Two independent studies point to increasing risk from warming in the Himalayas that is accelerating snow melt and contributing to flooding in rivers. Last February, an avalanche and snow melt in the Chamoli district of Uttarakhand killed at least 70 persons and destroyed two hydropower projects.
The first study from researchers at the Vikram Sarabhai Space Centre and the University of Kerala used high-resolution, regional climate and chemistry models to quantify the effect of “snow darkening” from aerosols has on snow melt and flood risk, using data from 2011 to 2015.
Aerosols are particles suspended in the atmosphere and absorb sunlight.

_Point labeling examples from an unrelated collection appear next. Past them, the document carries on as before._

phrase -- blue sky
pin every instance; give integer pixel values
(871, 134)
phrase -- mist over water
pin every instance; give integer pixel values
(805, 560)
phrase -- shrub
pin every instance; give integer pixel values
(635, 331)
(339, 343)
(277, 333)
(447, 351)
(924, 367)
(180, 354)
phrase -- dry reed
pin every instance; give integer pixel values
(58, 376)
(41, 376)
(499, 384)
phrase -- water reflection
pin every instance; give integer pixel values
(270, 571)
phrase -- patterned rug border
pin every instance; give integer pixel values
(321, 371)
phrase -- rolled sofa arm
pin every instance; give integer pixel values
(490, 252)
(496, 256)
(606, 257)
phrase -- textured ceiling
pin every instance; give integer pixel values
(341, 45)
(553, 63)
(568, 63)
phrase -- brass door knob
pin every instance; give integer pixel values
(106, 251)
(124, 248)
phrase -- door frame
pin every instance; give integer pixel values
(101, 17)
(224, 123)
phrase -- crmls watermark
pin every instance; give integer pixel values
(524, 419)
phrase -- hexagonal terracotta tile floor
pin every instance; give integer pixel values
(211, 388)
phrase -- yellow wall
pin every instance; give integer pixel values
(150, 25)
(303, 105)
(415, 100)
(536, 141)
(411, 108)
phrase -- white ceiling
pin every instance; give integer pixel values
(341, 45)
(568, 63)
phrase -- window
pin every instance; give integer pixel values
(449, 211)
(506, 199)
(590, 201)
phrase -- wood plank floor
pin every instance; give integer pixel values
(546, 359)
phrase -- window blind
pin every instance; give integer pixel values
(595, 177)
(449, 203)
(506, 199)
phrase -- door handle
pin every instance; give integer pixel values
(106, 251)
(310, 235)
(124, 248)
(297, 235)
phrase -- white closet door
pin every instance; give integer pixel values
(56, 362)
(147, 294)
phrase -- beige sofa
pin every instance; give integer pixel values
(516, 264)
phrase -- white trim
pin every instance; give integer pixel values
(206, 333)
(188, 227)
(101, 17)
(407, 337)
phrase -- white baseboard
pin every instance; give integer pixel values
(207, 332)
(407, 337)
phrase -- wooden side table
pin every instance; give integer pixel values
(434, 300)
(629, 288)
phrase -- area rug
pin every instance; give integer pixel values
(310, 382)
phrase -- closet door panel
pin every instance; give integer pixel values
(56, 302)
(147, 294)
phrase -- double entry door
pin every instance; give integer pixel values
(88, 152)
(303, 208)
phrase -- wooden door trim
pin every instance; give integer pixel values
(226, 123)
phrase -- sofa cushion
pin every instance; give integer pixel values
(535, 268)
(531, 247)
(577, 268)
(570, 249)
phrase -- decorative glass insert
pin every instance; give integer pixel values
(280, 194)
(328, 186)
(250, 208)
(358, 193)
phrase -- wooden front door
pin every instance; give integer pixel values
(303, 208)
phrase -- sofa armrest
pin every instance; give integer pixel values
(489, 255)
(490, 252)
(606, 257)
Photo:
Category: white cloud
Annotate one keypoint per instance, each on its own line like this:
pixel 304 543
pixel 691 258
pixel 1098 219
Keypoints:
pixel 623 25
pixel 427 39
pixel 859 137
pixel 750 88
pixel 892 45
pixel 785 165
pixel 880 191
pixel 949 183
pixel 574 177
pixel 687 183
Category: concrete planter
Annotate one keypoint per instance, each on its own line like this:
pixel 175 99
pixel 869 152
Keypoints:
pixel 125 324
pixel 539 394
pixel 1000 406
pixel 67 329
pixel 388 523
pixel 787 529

When some of these particles settle on snow, they tend to increase the amount of heat. Such aerosol pollution, the scientists say in their report, is “darkening” the Himalayan glaciers and snowpack, accelerating melt and increasing flood risks in the river basins near the Himalaya. The study appears in the peer-reviewed journal Water Resources Research .

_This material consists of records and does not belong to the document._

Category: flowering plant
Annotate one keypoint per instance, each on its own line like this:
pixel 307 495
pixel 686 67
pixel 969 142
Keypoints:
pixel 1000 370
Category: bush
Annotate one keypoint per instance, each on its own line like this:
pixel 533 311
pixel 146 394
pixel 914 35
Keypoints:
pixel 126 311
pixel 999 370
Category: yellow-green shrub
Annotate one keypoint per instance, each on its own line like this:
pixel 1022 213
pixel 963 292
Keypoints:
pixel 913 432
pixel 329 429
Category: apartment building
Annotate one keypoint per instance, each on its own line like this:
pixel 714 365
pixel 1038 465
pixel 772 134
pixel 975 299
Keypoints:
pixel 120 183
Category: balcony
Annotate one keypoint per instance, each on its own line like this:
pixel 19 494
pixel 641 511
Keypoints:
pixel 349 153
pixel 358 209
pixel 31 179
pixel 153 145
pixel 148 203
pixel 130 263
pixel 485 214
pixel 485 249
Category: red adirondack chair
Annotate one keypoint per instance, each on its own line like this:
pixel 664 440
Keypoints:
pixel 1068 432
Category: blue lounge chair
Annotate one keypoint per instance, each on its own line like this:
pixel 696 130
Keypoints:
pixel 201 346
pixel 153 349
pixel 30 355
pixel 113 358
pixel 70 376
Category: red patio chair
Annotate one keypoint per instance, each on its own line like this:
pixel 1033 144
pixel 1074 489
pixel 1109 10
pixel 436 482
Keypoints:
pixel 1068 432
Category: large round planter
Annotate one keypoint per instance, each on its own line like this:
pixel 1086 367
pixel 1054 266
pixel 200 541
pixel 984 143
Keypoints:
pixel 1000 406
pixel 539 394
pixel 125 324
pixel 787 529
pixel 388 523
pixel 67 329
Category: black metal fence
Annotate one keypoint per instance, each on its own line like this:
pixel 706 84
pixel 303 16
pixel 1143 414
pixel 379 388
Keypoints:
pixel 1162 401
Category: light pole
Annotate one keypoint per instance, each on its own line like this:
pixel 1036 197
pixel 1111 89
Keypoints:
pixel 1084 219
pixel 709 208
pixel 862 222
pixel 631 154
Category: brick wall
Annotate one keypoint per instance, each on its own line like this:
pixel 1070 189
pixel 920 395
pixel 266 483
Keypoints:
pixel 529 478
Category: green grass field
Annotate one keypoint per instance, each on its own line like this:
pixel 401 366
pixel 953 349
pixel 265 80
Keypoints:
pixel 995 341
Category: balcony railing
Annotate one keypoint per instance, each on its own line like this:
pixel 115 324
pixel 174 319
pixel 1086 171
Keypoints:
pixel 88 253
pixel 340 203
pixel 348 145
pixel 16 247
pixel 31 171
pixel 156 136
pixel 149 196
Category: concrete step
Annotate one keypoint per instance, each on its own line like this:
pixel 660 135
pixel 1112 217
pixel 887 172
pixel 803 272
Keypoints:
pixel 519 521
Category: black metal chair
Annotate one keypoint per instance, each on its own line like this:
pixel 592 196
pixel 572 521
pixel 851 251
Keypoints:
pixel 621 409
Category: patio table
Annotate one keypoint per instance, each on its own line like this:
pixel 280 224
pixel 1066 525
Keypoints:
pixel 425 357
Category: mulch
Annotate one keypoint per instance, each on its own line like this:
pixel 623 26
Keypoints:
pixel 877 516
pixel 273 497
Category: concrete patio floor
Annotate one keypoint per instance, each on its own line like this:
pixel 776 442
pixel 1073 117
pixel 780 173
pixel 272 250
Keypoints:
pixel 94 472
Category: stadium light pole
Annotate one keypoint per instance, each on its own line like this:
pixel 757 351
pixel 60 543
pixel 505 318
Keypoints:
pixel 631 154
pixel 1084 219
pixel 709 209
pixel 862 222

Aerosol-induced snow darkening during spring and summer increases the temperature of the snow by 1.47°C and reduces the number of days of snow cover by 10 to 30 days.

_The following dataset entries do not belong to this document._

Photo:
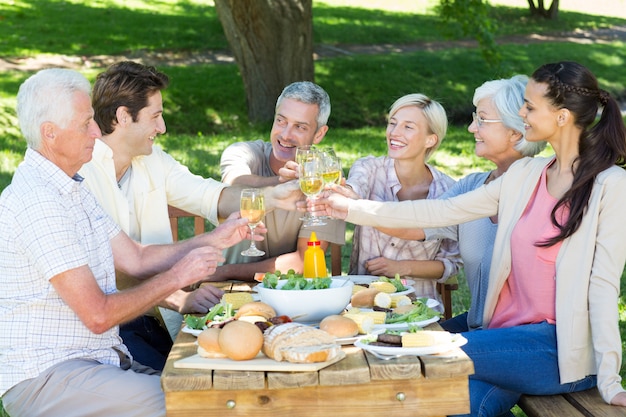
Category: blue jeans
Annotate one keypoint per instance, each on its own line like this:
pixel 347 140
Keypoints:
pixel 512 361
pixel 457 324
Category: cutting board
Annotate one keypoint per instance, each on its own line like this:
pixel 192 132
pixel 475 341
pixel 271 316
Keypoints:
pixel 260 363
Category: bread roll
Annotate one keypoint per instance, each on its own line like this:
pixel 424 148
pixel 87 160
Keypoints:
pixel 298 343
pixel 240 340
pixel 339 326
pixel 208 344
pixel 382 299
pixel 426 338
pixel 256 308
pixel 364 298
pixel 384 286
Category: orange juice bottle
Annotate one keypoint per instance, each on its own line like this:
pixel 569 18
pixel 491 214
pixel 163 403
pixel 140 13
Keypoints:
pixel 314 260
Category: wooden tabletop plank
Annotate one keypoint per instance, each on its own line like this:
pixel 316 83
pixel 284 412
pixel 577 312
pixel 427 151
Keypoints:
pixel 353 369
pixel 428 398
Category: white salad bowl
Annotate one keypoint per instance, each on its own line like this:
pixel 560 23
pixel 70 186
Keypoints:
pixel 308 306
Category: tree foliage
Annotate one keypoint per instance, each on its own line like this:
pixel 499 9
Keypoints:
pixel 272 41
pixel 471 17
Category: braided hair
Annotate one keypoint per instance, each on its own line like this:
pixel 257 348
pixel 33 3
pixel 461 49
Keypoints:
pixel 601 145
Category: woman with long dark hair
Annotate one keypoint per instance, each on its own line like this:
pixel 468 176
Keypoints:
pixel 551 312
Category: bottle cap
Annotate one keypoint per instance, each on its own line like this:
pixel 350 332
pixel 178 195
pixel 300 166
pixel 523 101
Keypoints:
pixel 313 240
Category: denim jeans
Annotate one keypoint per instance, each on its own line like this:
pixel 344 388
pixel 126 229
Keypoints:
pixel 457 324
pixel 147 341
pixel 512 361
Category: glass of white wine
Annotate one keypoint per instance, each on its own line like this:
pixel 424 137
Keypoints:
pixel 332 166
pixel 312 183
pixel 252 207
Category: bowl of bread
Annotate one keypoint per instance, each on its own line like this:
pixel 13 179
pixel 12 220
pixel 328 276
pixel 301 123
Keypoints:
pixel 308 305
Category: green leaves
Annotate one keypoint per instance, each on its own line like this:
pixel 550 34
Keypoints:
pixel 420 312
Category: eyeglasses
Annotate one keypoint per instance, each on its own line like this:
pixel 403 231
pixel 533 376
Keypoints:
pixel 479 120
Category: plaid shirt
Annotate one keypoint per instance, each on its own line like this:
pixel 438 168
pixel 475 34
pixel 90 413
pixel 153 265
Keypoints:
pixel 374 178
pixel 50 224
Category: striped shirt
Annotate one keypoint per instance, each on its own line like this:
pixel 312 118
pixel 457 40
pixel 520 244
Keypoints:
pixel 374 178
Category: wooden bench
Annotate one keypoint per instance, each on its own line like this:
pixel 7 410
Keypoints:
pixel 576 404
pixel 445 289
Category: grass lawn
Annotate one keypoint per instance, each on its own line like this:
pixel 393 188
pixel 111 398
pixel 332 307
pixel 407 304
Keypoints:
pixel 205 107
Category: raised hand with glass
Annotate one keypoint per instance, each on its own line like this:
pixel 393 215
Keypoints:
pixel 332 166
pixel 252 207
pixel 311 168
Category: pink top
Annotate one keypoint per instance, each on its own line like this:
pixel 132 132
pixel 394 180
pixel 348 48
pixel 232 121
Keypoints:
pixel 528 295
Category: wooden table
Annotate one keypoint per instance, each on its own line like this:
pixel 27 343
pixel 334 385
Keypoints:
pixel 359 385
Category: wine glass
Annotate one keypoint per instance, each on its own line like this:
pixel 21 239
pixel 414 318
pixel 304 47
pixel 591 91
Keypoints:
pixel 332 166
pixel 312 183
pixel 252 207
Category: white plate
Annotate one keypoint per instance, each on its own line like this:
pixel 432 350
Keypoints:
pixel 431 302
pixel 187 329
pixel 457 341
pixel 405 326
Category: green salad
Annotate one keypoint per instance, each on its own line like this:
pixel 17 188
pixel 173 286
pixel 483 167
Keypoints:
pixel 295 281
pixel 396 282
pixel 419 312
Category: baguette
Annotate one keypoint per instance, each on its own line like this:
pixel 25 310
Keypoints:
pixel 426 338
pixel 364 298
pixel 298 343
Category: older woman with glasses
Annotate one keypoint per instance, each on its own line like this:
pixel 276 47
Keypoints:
pixel 499 134
pixel 551 311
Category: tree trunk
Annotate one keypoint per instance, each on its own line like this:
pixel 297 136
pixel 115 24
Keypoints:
pixel 272 42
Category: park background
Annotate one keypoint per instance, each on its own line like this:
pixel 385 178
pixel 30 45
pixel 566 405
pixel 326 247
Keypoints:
pixel 368 53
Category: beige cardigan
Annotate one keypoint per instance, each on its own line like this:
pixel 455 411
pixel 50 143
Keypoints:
pixel 589 264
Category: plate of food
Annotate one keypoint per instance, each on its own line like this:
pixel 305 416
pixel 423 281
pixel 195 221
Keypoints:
pixel 424 343
pixel 407 324
pixel 419 313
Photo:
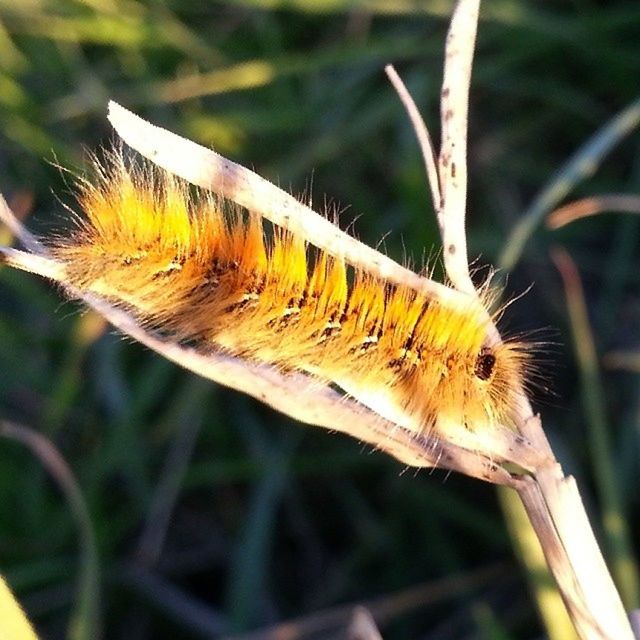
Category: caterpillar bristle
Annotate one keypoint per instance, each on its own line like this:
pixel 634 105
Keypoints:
pixel 200 271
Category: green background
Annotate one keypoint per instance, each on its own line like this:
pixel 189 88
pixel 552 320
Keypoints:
pixel 212 514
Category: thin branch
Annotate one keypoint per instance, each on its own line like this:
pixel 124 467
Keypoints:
pixel 452 163
pixel 551 500
pixel 421 133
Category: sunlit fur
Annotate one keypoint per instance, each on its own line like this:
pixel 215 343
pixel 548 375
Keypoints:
pixel 209 277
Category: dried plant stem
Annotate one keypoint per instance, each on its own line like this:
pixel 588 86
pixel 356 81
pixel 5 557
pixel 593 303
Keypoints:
pixel 552 500
pixel 209 170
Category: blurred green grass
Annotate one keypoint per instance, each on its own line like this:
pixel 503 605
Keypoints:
pixel 213 514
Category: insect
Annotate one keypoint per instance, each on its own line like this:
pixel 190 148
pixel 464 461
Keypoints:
pixel 203 274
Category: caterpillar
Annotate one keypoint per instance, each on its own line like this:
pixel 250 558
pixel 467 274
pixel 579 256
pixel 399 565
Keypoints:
pixel 187 265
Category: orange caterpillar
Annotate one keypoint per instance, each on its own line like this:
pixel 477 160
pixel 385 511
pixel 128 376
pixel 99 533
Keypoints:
pixel 183 266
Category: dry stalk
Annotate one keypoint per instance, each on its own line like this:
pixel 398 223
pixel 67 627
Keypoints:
pixel 551 499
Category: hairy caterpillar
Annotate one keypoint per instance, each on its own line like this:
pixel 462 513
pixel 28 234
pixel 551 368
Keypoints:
pixel 184 266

The melt was also observed to be happening nearly 20 days earlier than normal and more visible over the Western Himalayas. This run-off, combined with the aerosol-forcing, increases the accumulated snow-melt by 41.3%. The frequency of occurrence of melt extremes doubled over the Himalayan region due to the aerosol-induced snow darkening effect
“The present study suggests that aerosol-induced snow albedo (the fraction of heat that is reflected back from the snow) has implications in perturbing the radiation balance, snow cover change and run-off over the Himalayan region. It has direct implications on water availability and security of South Asia,” the authors note.
Another study — by the Aryabhatta Research Institute of Observational Sciences (ARIES), Nainital — shows that water vapour had a “positive radiative effect” at the top of the atmosphere (TOA), suggesting an increase in overall warming in the higher reaches of the Himalayas.
This precipitable water vapor (PWV), as it is known, is one of the most rapidly varying components in the atmosphere and is mainly accumulated in the lower troposphere that was about 10 watts per square metre (W m-2) at Nainital, which is at an altitude of 2200m; Central Himalaya) and 7.4 W m-2 at Hanle, Ladakh which is at an altitude of 4,500 metres.
The study, which appears in the Journal of Atmospheric Pollution Research , shows that the atmospheric radiative effect due to PWV is about 3-4 times higher compared to aerosols.